Poster Presentation The Australasian Society for Immunology 2017 Annual Scientific Meeting

IL-15 dependent melanoma-resident CD8+ T cell numbers predict patient survival and outcome of anti-PD1 therapy (#332)

Jarem Edwards 1 , James S Wilmott 1 , Jason Madore 1 , Tuba Nur Gide 1 , Camelia Quek 1 , Jinbiao Chen 1 , Rehana Hewavisenti 2 , Peter Hersey 2 , Thomas Gebhardt 3 , Wolfgang Wininger 2 , Warwick J Britton 2 , Robyn P.M Saw 1 , John F Thompson 1 , Alexander M Menzies 1 , Georgina V Long 1 4 5 , Richard A Scolyer 1 6 , Mainthan Palendira 2
  1. Melanoma Institute, North Sydney, NSW, Australia
  2. Centenary Institute, Newtown, NSW, Australia
  3. Department of Immunology and Microbiology, Peter Doherty Institute for Infection and Immunity, Melbourne, Victoria, Australia
  4. Royal North Shore Hospital, Sydney, NSW, Australia
  5. Mater Hospital, Sydney, NSW, Australia
  6. Royal Prince Alfred Hospital, Camperdown, NSW, Australia

Therapeutic blockade of immune checkpoints has revolutionized cancer treatment.

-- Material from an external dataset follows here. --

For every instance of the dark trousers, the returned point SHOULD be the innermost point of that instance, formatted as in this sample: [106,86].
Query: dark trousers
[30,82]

Durable responses however, occur in less than half of those treated and efforts to improve treatment efficacy are confounded by a lack of understanding of the exact immune cell populations initiating the anti-tumor immune response. We performed multi-parameter flow cytometry and quantitative multiplex immunofluorescence staining on tumor specimens from immunotherapy naïve melanoma patients and longitudinal biopsy specimen obtained from patients undergoing anti-PD1 therapy. Increased numbers of CD69+CD103+ tumor-resident CD8+ T cells is associated with improved melanoma-specific survival and is a stronger predictor of outcome than total CD8+ T cell counts in immunotherapy-naive melanoma patients. Local IL-15 expression levels determined the proportion of tumour-resident T cell numbers. Importantly, the expression of immune checkpoints was largely confined to this subset and these cells significantly expanded early during anti-PD1 immunotherapy. Tumour-resident CD8+ T cell numbers better predict patient survival than total CD8+ T cells in metastatic melanoma and response to immunotherapy. Enrichment of several immune inhibitory receptors suggests their immune profile could predict targets for immune checkpoint blockade.